Pletórico todavía de alegría llegó a Sebastopol, y allí dejó la maleta en el Hotel Kist, edificio de piedra blanca, donde reinaba una indescriptible confusión. Borracho de deslumbrante sol y con un sordo dolor en la cabeza, Ganin salió del hotel, pasó junto a las pálidas columnas dóricas del porche, bajó los anchos peldaños de granito, y se dirigió al puerto, donde contempló durante largo rato el azul esplendor del mar, sin que por un instante la idea del exilio turbara sus pensamientos. Luego, volvió a ascender a la plaza, donde se alzaba la estatua del almirante Nakhimov, con larga levita naval y un telescopio, y se adentró por una polvorienta calle blanca, hasta llegar al Cuarto Bastión, y luego visitó el Panorama. Más allá de la balaustrada circular, los viejos cañones, los sacos terreros rasgados de propósito y la arena de circo auténtica formaban el cuadro dulce, del color azul del humo, un tanto sofocante, que rodeaba la plataforma en que se encontraban los curiosos, un cuadro que engañaba a la vista merced a la borrosa calidad de sus límites.

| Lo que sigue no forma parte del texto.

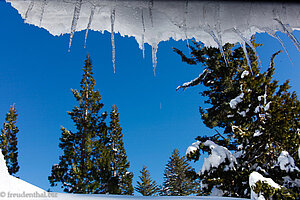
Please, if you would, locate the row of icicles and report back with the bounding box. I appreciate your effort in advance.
[25,0,300,75]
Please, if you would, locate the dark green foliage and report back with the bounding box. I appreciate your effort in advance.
[0,105,20,175]
[49,57,109,193]
[161,149,200,196]
[175,43,300,197]
[49,56,109,193]
[135,165,159,196]
[252,181,299,200]
[108,105,133,195]
[48,56,133,194]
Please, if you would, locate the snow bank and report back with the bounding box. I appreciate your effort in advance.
[201,140,237,174]
[0,150,248,200]
[229,92,244,109]
[0,150,46,199]
[277,151,300,172]
[249,172,280,200]
[185,141,200,156]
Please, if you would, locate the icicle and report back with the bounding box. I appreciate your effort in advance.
[184,0,191,54]
[267,31,294,65]
[233,28,262,66]
[152,44,157,76]
[275,19,300,52]
[69,0,82,52]
[84,6,96,48]
[240,42,253,75]
[149,0,153,27]
[142,10,146,58]
[25,0,34,19]
[110,9,116,73]
[39,0,47,27]
[207,30,228,67]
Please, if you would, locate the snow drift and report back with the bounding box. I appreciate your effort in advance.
[6,0,300,70]
[0,150,250,200]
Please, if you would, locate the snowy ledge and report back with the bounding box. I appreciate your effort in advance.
[0,151,250,200]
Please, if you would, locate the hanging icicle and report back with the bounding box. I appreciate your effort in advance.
[152,44,157,76]
[274,18,300,52]
[69,0,82,52]
[207,29,228,67]
[25,0,34,20]
[183,0,191,54]
[110,9,116,73]
[39,0,47,27]
[267,31,294,65]
[149,0,153,27]
[142,9,146,58]
[240,42,253,75]
[84,5,96,48]
[233,28,262,66]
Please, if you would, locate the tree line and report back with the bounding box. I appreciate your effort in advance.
[0,56,199,196]
[0,41,300,199]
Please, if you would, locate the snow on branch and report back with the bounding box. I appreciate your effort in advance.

Así quedó grabado en su memoria Sebastopol: antiguo y polvoriento, preso en una ensoñada inquietud muerta.
Por la noche, a bordo del barco, contempló las vacías mangas blancas de los reflectores elevándose hacia el cielo, buscando en él, y descendiendo, en tanto que el agua negra parecía barnizada por la luz de la luna, y más allá, en la neblina nocturna, un crucero extranjero, muy iluminado, permanecía anclado, descansando en los móviles pilares dorados de sus propios reflejos.